Using the suggested +/-12V supplies, a 50Ω resistor in place of IDC gives 12/50= 240mA idle current. To estimate the peak output current, kill the transistor and see where the output sits. 12V * (32Ω/(32Ω+50Ω)) or 4.6V 146mA peak, 330mW RMS max output. This will generally be more than ample. For 300Ω loads, 12V * (300Ω/(300Ω+50Ω)) or 10.2V 34mA peak, 170mW RMS max output, which is still generally ample. Total dissipation is 5.76 Watts per channel. If you use +/-15V supplies, I would use a bigger resistor to keep the 32Ω power about the same yet not let total dissipation rise much. 75Ω or 100Ω are resonable values.
The classic current limiter these days is an LM317 with a resistor up its tail. 6Ω to 20Ω are good values depending how hot you want to run. The LM317 is a very complicated high gain amplifier with all the high frequency nonlinearity that implies; it probably is completely swamped by emitter action but I still like a simple resistor load rather than complicated amplifiers.
> I'm pretty sure there won't be dc leakage as I'm running off the ina134.
The INA134 itself adds a small and negligible DC error. I would not worry.

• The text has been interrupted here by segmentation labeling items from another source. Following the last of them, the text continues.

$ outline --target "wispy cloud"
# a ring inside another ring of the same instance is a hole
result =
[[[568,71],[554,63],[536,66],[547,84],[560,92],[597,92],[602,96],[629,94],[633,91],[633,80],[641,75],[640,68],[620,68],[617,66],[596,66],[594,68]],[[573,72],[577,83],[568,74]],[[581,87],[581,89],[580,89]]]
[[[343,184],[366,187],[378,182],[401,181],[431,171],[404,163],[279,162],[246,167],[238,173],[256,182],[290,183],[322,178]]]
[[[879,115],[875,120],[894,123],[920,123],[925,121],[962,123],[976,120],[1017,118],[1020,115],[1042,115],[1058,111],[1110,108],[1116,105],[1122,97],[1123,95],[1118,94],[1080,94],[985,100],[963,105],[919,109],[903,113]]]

But the same thought applies: is any DC crap leaking out of your source? Most don't. If you know none of your sources leak DC (or subsonics), then omit all coupling caps. Myself, I sometimes have to plug-up strange gear, and sometimes with huge subsonics that will flutter headphone diaphragms to no good effect, so I like a 17Hz cutoff. (I don't try to judge "balance" on 20Hz-40Hz tones in headphones on location, so the small response droop is not a problem.)